The Rubus genus includes the Blackberries, Dewberries, and Raspberries. It seems like there ought to be three to maybe ten species here. However, the USDA Plants Database shows that there are 43 species of plants in the Rubus genus in Indiana. Not only that, but when all of the synonyms and subspecies are included, the Plants Database returns 264 records!
Clearly, this is a case of “Taxonomists Gone Wild” or, more specifically, one taxonomist gone wild … Mr. Liberty Hyde Bailey.
L.H. Bailey was an incredible man who lived at the turn of the century 1858-1954. I won’t go into much detail about him, since I would only get it off the internet, so you can take a look here and here.
The bottom line is that he studied the Rubus genus in detail, as well as some others, and as one person put it, “L.H. Bailey never met a Rubus he didn’t like to call a separate species”. The Rubus genus has been split and lumped a hundred different ways.
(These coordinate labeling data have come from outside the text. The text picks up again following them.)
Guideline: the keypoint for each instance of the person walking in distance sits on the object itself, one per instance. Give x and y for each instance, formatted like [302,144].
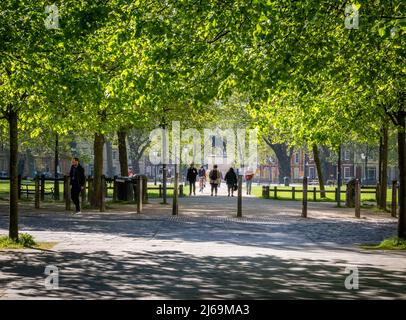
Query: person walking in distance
[249,175]
[215,179]
[77,181]
[202,178]
[191,177]
[231,180]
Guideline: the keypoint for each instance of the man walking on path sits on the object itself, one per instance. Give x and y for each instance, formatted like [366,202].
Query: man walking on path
[249,175]
[231,180]
[202,178]
[191,177]
[215,179]
[77,181]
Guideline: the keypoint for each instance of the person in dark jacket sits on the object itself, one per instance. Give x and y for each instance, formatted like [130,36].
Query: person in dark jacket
[191,177]
[202,178]
[77,182]
[231,180]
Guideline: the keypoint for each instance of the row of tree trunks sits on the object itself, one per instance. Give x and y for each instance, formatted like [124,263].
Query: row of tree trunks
[98,169]
[284,155]
[122,152]
[12,118]
[316,157]
[402,173]
[383,167]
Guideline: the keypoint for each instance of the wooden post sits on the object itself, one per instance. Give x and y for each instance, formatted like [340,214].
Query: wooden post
[138,192]
[378,194]
[37,192]
[144,189]
[19,186]
[239,201]
[175,208]
[357,199]
[42,187]
[90,188]
[102,193]
[114,188]
[66,192]
[394,198]
[304,203]
[83,194]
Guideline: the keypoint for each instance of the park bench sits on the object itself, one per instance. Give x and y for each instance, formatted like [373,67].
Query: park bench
[29,188]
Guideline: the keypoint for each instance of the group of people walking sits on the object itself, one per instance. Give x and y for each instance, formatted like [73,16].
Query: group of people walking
[215,177]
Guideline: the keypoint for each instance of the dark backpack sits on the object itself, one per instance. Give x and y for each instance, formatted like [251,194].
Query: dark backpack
[213,175]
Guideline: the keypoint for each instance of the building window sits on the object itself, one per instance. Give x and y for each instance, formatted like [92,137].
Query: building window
[371,173]
[347,172]
[312,174]
[296,173]
[347,155]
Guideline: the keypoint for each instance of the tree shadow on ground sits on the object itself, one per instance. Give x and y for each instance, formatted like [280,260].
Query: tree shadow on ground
[174,275]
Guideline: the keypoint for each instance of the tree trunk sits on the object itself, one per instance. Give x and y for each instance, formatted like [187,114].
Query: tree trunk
[319,171]
[339,177]
[109,155]
[383,182]
[30,164]
[13,131]
[56,162]
[284,157]
[402,174]
[136,165]
[122,152]
[324,154]
[98,169]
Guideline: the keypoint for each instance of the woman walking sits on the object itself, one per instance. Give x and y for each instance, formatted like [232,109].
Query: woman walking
[231,180]
[215,179]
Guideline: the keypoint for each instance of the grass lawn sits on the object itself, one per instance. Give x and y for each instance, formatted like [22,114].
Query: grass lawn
[25,241]
[387,244]
[330,197]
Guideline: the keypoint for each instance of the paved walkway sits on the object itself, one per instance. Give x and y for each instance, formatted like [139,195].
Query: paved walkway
[205,252]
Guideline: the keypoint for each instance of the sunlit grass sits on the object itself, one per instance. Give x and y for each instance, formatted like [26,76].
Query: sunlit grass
[387,244]
[25,241]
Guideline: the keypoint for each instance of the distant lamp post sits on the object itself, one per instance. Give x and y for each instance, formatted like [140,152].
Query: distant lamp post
[186,153]
[365,158]
[155,154]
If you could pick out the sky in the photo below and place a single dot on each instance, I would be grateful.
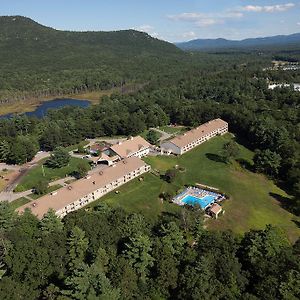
(171, 20)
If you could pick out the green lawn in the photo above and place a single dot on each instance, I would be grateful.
(173, 130)
(36, 173)
(140, 196)
(250, 204)
(49, 190)
(19, 202)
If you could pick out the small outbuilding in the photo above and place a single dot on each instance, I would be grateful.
(215, 210)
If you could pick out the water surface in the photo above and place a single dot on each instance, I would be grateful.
(42, 109)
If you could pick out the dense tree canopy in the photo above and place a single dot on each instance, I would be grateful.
(110, 254)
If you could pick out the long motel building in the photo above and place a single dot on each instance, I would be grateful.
(86, 190)
(134, 146)
(191, 139)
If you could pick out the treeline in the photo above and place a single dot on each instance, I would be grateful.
(265, 120)
(106, 253)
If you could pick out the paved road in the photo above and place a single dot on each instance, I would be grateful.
(164, 135)
(9, 195)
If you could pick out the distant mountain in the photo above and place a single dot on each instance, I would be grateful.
(43, 60)
(204, 44)
(23, 40)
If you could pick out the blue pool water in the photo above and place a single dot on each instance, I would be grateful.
(203, 202)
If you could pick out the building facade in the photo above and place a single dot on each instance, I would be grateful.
(133, 147)
(86, 190)
(193, 138)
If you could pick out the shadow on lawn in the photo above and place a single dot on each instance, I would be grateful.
(246, 164)
(285, 202)
(297, 223)
(215, 157)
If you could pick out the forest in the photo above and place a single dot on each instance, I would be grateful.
(106, 253)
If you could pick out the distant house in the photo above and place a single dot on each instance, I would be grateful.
(84, 191)
(134, 146)
(97, 148)
(215, 210)
(189, 140)
(107, 159)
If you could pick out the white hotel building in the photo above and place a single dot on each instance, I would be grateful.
(189, 140)
(84, 191)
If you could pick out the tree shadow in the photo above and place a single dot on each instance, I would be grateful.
(246, 164)
(285, 202)
(297, 223)
(215, 157)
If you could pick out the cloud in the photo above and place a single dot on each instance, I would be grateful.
(267, 8)
(204, 19)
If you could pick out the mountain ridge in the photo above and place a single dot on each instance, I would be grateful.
(219, 43)
(41, 60)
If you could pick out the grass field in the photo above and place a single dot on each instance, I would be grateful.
(250, 206)
(173, 130)
(36, 174)
(3, 182)
(49, 190)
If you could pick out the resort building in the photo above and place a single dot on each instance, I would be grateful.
(134, 146)
(187, 141)
(84, 191)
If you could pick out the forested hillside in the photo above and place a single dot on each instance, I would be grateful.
(41, 61)
(106, 253)
(254, 43)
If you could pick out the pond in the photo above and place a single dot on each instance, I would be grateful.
(42, 109)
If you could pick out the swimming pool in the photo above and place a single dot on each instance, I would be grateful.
(203, 202)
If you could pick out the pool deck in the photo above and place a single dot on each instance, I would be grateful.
(198, 193)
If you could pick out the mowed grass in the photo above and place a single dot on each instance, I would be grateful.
(173, 130)
(49, 190)
(251, 205)
(36, 174)
(140, 197)
(3, 176)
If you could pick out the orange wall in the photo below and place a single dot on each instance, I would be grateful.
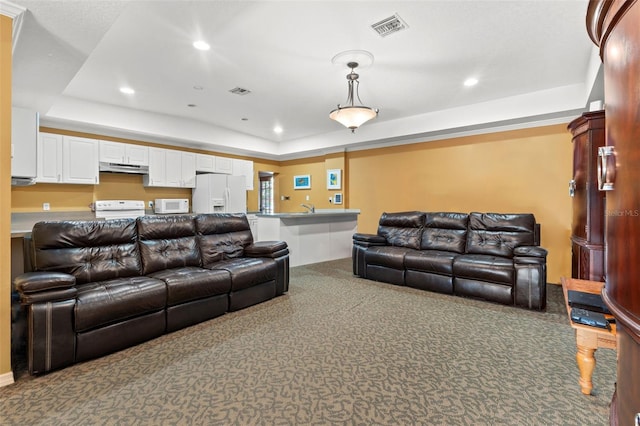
(318, 194)
(509, 172)
(515, 171)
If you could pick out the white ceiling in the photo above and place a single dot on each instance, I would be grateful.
(533, 59)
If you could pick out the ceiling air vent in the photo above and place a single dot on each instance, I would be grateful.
(240, 91)
(390, 25)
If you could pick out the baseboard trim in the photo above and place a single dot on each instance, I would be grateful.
(6, 379)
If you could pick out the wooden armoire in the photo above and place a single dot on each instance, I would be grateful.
(587, 227)
(614, 25)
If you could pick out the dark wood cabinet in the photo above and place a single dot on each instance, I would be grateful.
(587, 230)
(613, 25)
Even Charles Deam couldn’t sort out the Rubus genus, he sent all of his specimens to L.H for analysis!
So, how to tell them apart? The main categories are Blackberries, Dewberries, and Raspberries.
Raspberry fruits come off their receptacle when picked, if they’re ripe. Yum yum!
Blackberry fruits don’t come off their receptacle, but are still delicious.
Dewberries look like blackberries, but the plants trail along the ground rather than large arching stems. Still quite edible, tastier even that raspberries or blackberries.
So, how did I determine that the plant in the above picture is Black Raspberry (Rubus occidentalis)? I didn’t! I just decided that every raspberry plant I see is Black Raspberry! :-0
I plan on calling every blackberry plant I see an Alleghany Blackberry (Rubus allegheniensis) and every dewberry a Northern Dewberry (Rubus flagellaris). I dare anyone to prove me wrong!